Hatay Valisi Mustafa Masatlı, sorun teşkil eden tüm alanlarda planlama yaptıklarını ve çalışmalarını yürüttüklerini belirterek, “güncel olarak rakamlar ifade etmem gerekirse acil yıkılacak, yıkık ve ağır hasarlı yapı sayısı 79 bin 150’dir. Bu binalardan enkazı kaldırılan bina sayısı da 46 bin 600 ’dür. Genel manada bakarsak yüzde 68 civarında enkaz kaldırma işin tamamlamış durumdayız” dedi.

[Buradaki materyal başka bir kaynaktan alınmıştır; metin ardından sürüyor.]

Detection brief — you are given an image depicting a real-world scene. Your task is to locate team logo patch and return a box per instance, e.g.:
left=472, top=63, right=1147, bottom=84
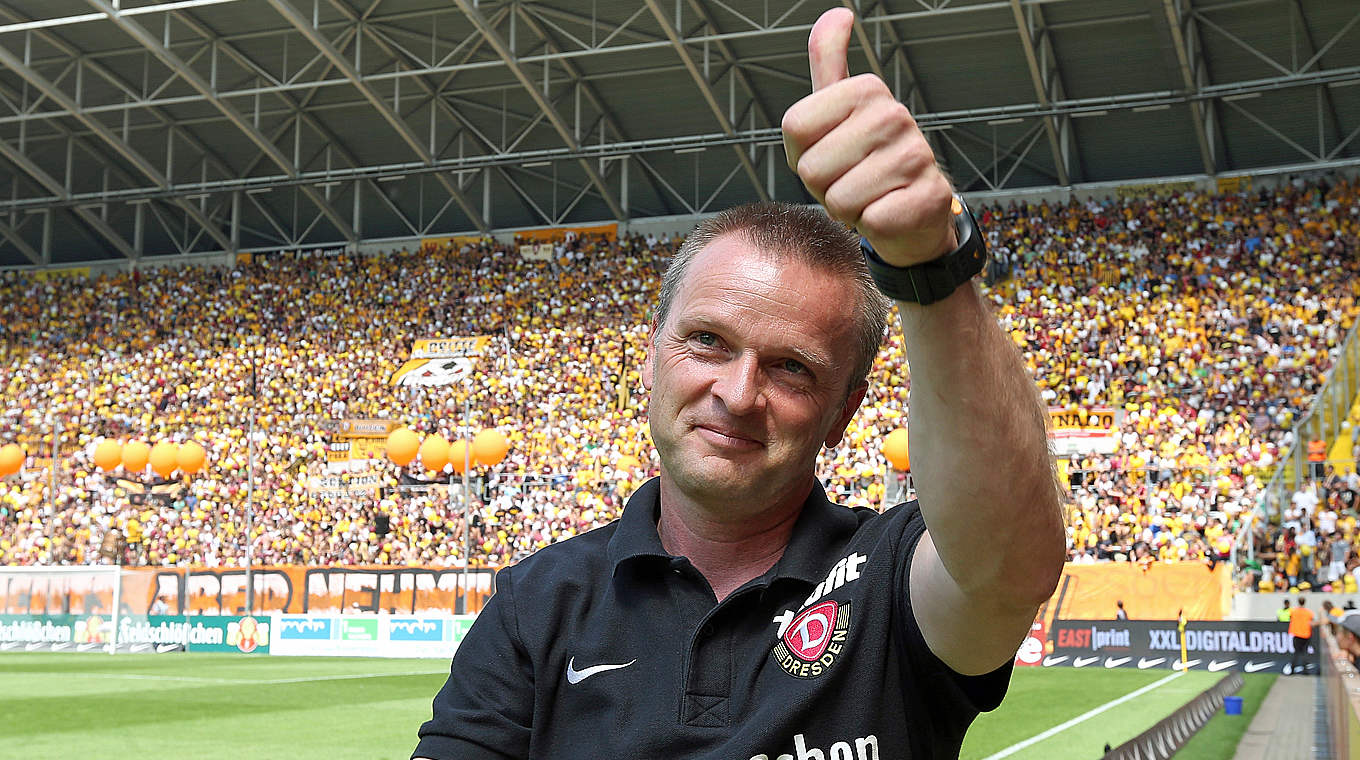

BATTANİYE VE KIŞLIK GİYECEK İHTİYACI VAR

Enkaz kaldırma çalışmaları hızla devam ederken, depremzede vatandaşlar konteynerlerin yanı sıra hala çadırlarda kalmaya devam ediyorlar. Kış yaklaşırken bu çadırlarda ısınma sorunun nasıl giderileceği ise vatandaşları düşündürüyor.

Bölgeden gelen bilgilere göre, depremzede vatandaşların ciddi miktarlarda battaniye ve kışlık giyecek ihtiyaçları bulunuyor. Bu anlamda hem devlet görevlilerinin, hem sivil toplum kuruluşlarının hem de diğer şehirlerde yaşayan vatandaşların yeniden yardım kampanyaları düzenleyerek bu ihtiyaçları karşılamak için seferber olması talep ediliyor.

ULAŞIM BÜYÜK SORUN

Hatay şiddetli depremlerin etkisiyle birlikte adeta yerle bir oldu. Bu yıkıcı etkiden ulaşımın sağlanması için kullanılan yollar da büyük ölçüde etkilendi. Ancak üzerinden aylar geçmesine rağmen yollardaki bu hasarlar bir türlü giderilemedi. Vatandaşların bu konuda da ciddi şikayetlerinin olduğu ve büyük mağduriyetler yaşadıkları belirtildi.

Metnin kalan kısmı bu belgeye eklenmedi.